The problem was huge. The whole industry, some alleged, knew that its electronic systems were vulnerable to electromagnetic interference, among other defects. Lawyers encouraged the sense that corporate wrongdoing was responsible for "thousands of these accidents" that kept "killing and maiming" people, implicitly offering vindication to drivers. Even if you didn't have a floor mat problem or a sticky gas pedal, that horrendous accident you caused might not have been your fault. Perhaps it was your cellphone. Or some lousy code written in Asia.
All of this had a way of exaggerating the importance of an unexpected and therefore terrifying scenario -- in which the car does too much of the driving for you -- instead of reminding Americans that poor judgment among drivers is a much bigger problem.
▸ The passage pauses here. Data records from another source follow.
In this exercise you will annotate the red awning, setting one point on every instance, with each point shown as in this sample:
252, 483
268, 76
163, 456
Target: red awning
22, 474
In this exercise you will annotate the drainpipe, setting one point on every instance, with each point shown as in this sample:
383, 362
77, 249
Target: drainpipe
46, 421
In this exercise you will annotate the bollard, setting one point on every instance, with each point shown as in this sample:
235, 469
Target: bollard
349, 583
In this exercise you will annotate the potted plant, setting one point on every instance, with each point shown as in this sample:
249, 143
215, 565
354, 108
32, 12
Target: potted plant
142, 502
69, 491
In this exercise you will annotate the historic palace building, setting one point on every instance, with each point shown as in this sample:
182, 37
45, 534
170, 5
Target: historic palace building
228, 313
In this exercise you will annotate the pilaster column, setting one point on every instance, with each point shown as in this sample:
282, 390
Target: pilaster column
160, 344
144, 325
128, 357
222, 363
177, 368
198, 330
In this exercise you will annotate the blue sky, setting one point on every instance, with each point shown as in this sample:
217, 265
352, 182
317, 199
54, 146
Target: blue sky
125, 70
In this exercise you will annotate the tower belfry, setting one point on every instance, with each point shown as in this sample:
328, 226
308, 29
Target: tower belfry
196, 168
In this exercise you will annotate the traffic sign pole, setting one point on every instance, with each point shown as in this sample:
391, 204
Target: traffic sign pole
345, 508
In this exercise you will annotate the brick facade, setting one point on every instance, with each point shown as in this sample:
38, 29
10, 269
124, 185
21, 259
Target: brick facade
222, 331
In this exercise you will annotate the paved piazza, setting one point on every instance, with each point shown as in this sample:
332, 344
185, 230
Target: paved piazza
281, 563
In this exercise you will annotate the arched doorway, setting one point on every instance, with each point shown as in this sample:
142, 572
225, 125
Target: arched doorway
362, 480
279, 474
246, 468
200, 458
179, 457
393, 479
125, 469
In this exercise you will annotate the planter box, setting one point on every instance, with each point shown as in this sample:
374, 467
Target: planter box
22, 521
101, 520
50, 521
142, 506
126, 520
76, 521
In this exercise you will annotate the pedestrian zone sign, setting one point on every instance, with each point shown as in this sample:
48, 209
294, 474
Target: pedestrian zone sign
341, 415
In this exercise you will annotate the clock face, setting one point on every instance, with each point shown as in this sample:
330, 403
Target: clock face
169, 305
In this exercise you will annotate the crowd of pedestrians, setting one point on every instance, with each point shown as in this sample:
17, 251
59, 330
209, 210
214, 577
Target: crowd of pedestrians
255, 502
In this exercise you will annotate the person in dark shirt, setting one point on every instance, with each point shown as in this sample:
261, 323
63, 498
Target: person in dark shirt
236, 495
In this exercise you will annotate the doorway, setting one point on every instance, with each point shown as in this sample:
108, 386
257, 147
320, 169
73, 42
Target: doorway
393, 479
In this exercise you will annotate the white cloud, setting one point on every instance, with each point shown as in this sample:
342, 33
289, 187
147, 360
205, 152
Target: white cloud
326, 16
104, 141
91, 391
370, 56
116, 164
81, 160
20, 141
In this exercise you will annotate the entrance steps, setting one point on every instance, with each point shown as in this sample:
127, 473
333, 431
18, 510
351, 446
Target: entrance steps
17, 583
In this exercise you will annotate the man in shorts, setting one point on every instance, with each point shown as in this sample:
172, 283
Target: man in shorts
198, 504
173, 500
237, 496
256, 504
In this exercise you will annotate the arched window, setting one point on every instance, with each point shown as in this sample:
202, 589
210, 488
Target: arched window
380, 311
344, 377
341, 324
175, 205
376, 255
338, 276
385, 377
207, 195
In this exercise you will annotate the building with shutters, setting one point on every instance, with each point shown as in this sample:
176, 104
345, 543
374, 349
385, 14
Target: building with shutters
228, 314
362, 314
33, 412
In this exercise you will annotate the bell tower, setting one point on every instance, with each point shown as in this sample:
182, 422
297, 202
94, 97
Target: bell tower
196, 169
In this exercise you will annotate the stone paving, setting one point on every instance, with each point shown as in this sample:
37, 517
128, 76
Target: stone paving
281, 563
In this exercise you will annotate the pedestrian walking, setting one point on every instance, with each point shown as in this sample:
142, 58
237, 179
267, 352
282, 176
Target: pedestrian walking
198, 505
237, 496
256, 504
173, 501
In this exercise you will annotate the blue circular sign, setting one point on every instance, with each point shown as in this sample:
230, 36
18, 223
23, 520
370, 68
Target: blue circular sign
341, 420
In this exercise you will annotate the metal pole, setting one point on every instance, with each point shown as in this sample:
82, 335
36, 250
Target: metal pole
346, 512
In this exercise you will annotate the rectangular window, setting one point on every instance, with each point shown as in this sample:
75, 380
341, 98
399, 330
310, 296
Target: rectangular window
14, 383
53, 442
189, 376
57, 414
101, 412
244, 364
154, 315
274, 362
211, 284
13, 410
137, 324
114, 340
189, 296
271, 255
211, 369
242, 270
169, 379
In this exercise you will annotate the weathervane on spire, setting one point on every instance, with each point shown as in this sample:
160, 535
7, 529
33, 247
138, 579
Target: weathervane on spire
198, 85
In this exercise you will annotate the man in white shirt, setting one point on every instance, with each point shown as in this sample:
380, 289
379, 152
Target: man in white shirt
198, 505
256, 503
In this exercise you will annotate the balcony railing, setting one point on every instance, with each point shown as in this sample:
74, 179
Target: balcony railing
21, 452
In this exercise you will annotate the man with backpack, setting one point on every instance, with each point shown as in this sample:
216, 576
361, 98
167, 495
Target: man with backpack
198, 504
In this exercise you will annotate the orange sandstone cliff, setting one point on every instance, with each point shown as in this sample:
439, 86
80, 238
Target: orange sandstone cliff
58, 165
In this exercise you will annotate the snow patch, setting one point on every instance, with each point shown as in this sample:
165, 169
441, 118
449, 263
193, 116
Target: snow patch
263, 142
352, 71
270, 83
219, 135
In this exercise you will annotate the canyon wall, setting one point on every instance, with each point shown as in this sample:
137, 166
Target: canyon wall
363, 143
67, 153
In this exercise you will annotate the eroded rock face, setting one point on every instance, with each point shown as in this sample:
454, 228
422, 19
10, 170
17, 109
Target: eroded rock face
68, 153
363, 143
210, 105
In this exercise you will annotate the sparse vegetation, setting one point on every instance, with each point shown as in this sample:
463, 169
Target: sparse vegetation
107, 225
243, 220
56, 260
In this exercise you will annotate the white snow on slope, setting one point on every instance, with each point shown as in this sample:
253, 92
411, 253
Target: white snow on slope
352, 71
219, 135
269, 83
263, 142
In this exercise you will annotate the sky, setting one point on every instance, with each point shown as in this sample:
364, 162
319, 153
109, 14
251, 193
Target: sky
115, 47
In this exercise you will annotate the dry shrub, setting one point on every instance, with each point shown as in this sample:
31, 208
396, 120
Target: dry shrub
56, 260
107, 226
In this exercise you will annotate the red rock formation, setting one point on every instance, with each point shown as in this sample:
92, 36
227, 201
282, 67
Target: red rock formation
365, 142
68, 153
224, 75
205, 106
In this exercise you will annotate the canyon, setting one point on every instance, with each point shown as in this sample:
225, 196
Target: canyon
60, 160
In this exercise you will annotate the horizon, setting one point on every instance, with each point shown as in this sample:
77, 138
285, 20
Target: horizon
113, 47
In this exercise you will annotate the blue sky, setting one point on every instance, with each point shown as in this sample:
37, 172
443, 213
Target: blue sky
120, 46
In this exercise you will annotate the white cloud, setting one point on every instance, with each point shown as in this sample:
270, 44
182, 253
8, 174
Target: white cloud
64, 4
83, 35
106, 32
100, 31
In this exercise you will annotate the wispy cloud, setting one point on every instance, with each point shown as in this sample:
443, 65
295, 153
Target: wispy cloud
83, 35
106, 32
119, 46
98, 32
But government investigators reported Tuesday that there are no electronic defects in the recalled Toyotas. Even after they bombarded them with electromagnetic radiation and sorted through thousands of lines of proprietary software code.
So that accident was the fault of your sticky pedal or your intrusive floor mat -- not some unseen, deranged, HAL-like computer -- or it probably really was your fault, after all. Suddenly, the problem doesn't seem quite as sprawling.
Of course, Toyota still messed up on the mechanical defects it did build into its cars, and it's probably responsible for an unacceptable number of accidents. It should have taken early warnings about sudden acceleration seriously and sooner.
But the big point is that the explanation for many puzzling or tragic phenomena is more often mundane than novel, more often boring than terrifying -- and rather less convenient for those who want someone else to blame. Americans would probably be a lot better off if they spent more time keeping their eyes on the road than worrying about whether their car's going to pull a Herbie on them.